Mit 22 Jahren schreibt sich Reed seine Erfahrungen in "Heroine" von der Seele. Da studiert er an der Universität von Syracuse im US-Bundesstaat New York Englisch und hat in dem Dichter Delmore Schwartz einen Dozenten gefunden, der ihn unterstützt. Schreiben und Rock 'n' Roll seien die beiden Dinge, die er am meisten möge, wird sich Reed später äußern. Deshalb wolle er sie in seiner Musik verbinden. Mit dieser Einstellung und seinem eigenwilligen Gitarrenspiel wird er zum düsteren Rock-Poeten der 60er- und 70er-Jahre, der Sex, Drogen und Gewalt besingt.
In Warhols "Factory"
Die Chance zu dieser Karriere bekommt Reed 1963 nach seiner Rückkehr nach New York, wo er in die Underground-Szene Manhattans eintaucht. Zunächst verdingt er sich als Songschreiber für ein Tanzlabel, lernt aber schon bald den walisischen Bratschisten John Cale kennen. 1965 gründen die beiden zusammen mit Sterling Morrison und Maureen Tucker die Band "The Velvet Underground", die bald zum festen Bestandteil von Andy Warhols "Factory" gehört. Für das erste und musikgeschichtlich einflussreichste der vier Alben der Gruppe entwirft Warhol das berühmte Bananencover. Da ist auch schon die Kölner Sängerin Christa Päffgen alias Nico dabei.

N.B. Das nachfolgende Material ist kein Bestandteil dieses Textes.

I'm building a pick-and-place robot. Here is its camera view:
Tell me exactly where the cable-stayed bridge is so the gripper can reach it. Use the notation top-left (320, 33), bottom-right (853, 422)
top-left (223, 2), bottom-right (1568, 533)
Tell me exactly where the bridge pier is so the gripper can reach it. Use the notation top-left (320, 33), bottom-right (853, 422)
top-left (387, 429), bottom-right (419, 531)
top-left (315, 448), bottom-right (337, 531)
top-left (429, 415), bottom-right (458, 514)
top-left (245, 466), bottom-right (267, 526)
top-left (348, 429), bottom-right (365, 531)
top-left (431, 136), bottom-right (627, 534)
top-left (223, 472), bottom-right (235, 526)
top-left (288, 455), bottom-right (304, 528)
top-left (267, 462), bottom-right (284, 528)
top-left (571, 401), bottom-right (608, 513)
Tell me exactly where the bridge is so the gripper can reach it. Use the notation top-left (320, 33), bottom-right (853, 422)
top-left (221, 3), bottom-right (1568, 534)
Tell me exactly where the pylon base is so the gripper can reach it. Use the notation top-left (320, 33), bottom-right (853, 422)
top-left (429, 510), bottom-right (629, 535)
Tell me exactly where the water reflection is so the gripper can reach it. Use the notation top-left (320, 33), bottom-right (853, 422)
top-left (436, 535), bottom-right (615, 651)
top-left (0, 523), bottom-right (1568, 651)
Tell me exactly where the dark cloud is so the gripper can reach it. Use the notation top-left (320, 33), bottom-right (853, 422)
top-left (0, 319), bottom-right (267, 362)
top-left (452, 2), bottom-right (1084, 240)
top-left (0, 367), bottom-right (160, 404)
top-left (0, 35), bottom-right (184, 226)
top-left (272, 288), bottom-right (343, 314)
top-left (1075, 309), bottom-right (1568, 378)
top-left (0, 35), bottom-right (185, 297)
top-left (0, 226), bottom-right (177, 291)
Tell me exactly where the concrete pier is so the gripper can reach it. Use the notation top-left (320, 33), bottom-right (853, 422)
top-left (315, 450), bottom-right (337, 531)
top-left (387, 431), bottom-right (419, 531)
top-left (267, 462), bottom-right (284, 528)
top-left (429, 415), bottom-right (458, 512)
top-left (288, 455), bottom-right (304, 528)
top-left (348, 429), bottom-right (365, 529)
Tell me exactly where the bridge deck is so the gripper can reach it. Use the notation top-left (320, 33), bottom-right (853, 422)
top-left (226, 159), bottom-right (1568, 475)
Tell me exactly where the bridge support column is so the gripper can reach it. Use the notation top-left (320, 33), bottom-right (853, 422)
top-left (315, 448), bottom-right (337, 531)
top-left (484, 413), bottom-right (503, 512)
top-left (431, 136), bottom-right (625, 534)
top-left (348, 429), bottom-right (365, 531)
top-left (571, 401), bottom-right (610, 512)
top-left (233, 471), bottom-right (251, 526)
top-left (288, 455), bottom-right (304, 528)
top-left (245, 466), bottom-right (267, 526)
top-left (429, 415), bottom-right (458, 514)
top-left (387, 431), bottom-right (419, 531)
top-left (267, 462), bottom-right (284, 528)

1973 lösen sich "The Velvet Underground" auf. Im Jahr zuvor startet Reed mit dem von David Bowie produzierten Album "The Transformer" eine Solokarriere. Mit ihm legt sich Reed endgültig das Image eines Sängers zu, der auf der wilden Seite des Lebens zu Hause ist. Mit "Walk On the Wild Side" über den Transvestiten Hollie landet Reed denn auch seinen größten Hit. Danach wird es still um den dunklen Star.
Von Laurie Anderson geerdet
Privat geht es indes bergauf. Nach zwei gescheiterten Ehen wird Reed von der Sängerin Laurie Anderson geerdet. In seinen letzten zwei Lebensjahrzehnten schwört er den Drogen ab und bringt es zum Meister des Thai-Chi. 2013 stirbt Lou Reed in East Hampton, New York.